At present all four Saint Johns high schools are classified as Grade B by the state results. Somehow the Grade A status of Nease and Bartram, the Grade C of Menendez and Grade D of St. Augustine High a year before have been magically transformed to straight B's in 2007. What happened? Could it be the change in private corporate testing companies, the lingering end to the Jeb Bush era of inertia, the adding of the 'science' dimension to secondary evaluation or simply another reflection of a truly BAD standardized test with little hope of rectifying its methodological jumble?
Or maybe you believe the kids in four different settings just rose or settled to a happy medium in one year?
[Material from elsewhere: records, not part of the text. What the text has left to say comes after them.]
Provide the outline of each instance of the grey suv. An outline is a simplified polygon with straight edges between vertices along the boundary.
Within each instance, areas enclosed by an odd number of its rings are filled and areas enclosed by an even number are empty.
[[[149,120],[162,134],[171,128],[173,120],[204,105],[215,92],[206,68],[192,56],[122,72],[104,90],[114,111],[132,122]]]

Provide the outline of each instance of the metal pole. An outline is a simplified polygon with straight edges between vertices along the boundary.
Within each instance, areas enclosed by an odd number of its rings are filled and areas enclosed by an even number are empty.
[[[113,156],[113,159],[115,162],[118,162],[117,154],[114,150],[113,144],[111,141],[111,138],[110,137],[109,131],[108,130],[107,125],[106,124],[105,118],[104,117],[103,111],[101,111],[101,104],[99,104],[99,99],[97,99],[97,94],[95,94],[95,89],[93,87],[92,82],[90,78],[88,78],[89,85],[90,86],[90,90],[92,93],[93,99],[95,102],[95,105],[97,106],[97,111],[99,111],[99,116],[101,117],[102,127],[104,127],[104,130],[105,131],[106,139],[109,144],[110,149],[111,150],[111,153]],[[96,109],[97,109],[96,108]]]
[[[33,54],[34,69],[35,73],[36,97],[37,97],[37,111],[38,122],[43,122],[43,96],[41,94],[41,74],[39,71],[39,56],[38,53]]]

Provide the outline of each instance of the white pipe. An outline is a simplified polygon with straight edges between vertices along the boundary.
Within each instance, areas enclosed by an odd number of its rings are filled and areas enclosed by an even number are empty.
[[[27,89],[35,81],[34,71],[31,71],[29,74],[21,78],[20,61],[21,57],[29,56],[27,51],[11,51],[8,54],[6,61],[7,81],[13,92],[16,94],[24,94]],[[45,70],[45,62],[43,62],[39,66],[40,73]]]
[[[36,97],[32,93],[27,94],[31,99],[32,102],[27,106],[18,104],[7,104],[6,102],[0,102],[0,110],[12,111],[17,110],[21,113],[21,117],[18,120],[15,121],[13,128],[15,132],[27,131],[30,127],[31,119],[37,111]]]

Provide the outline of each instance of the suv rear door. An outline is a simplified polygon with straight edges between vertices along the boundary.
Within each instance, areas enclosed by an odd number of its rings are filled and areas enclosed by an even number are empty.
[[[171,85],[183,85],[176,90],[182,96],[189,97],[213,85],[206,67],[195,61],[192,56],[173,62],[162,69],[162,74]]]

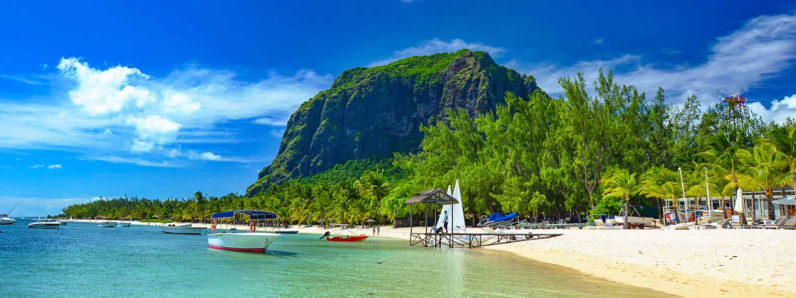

Whatever the true reason, it is past time that Florida citizens and taxpayers demand their public schools address their standard testing images within the community,state and nation. Yes, I know that Saint Johns Staff are well aware of the methodological and conceptual issues in the test ( as are a majority of the Board I suspect) but that does not change the fact that Saint Johns refuses to be a proactive leader within Florida districts, demanding 'more and better' education progress alternatives than FCAT profiles.
The state of Florida now seems to recognize they need help from somewhere else with an adequate evaluative process. At least the New York State PEP and Regents tests have Standards that differentiate 'beginning' from 'commencement' progress. See math and language arts illustrations below.
http://www.albany.edu/~dkw42/math.html
http://www.albany.edu/~dkw42/english.html
And New York Regents offers a spectrum of Subject driven tests for secondary profiles that are a 'tad' better than the generics of Reading, Writing, Math and Science collected on 10 and 11th graders.
And the bottom line is that Professor Dorn's assessment of Florida's FCAT is correct; no prop up by SAT or NAEP (or even Stanford 11) will mitigate the fundamental FCAT methodological flaws apparent since its inception in 1999...with or without A+ obligations.
Saint Johns k12 has been performing in the Top Five of the state since the FCAT inception. A half decade as a Grade A district. This is just the type of k12 jurisdiction that should help all of Florida public education move from its comfortable niche of being about 30th nationally and lead the way in promoting top flight student evaluation and continuous assessment integrity. Demand something better than FCAT.